At Jerusalem’s Mayanot Institute of Jewish Studies, a Chabad-Lubavitch educational center designed for people who did not necessarily grow up with formal Jewish instruction, officials have been poring over a substantially larger pool of applicants, among those an increased number of students deferring enrollment to graduate school.
Jared Goldfarb, who completed his finance undergraduate degree at Ohio State University in January and plans on attending Mayanot in the fall, noticed a change among his classmates’ plans for next year.
“People are asking more questions [because of the economy] but the shock has not been severe enough to alter things completely,” reported Goldfarb. “There is a bit of a trend, though, away from materialism and towards other things, including Judaism.”
Goldfarb, who is currently wrapping up a spring semester spent studying at a Chabad-Lubavitch yeshiva in Cinncinati, said that even high school students are seeking spiritual answers for problems in the world today.

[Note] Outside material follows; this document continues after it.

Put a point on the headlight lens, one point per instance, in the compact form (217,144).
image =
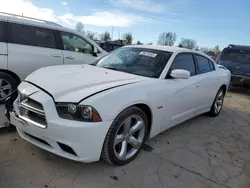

“A local private high school asked me to give a class on ‘Kabbalah of the Market Crash’ at their Jewish Club,” he related. “Their chemistry teacher mentioned to me the following week that the students had been talking about the class afterwards and were really into it.”
Beyond the Material
Some of the fastest growth at Mayanot can be seen in its women’s program in Jerusalem’s Katamon neighborhood, where 40 students currently study. The institute expects to enroll 70 women this summer, more than a 50 percent increase.
The men’s program, meanwhile, expects 95 students to enroll in its English and Spanish-language divisions this summer, an increase of 25 students over the previous year.
And the applications for next year’s programs continue to pour in, said Rabbi Chaim Moss.
“Every day, we are receiving new applications for the fall,” he said from the men’s study hall in the Mekor Baruch section of Jerusalem. “We will probably take approximately another 30 students.”
“For sure the situation in the world has set people thinking, and it is natural for a Jew to turn to Jewish tradition,” said staff member Chaim Shalom Kerity, who attended Mayanot. “It isn’t about finding easy answers; it is about realizing that material pursuits aren’t everything.”
Chaya Goodman, a 28-year-old American who finished her first year of study at Mayanot this past December, praised the institute for allowing her “to keep the integrity of where I was coming from. No one ever excluded me because I had questions.”
The emphasis on building skills and independent study, she said, is aimed at empowering students to research and think through possible answers to the questions they bring with them. Lectures give students a feel for the theosophical approach of Chabad Chasidic thought, while other aspects of the curriculum concentrate on in-depth study of Jewish Law, beginning with the Mishna.
David Dresher, who took a year off before law school to study at Mayanot, said that the goal of enabling students to explore the texts themselves is a primary reason why students who are searching for deeper answers to spiritual questions choose to attend.
“The yeshiva isn’t telling us how to think,” he said, “but instead, they are giving us the tools to analyze texts and to be able to understand the deepest concepts in Chasidic thought. People leave here knowing how to continue learning.”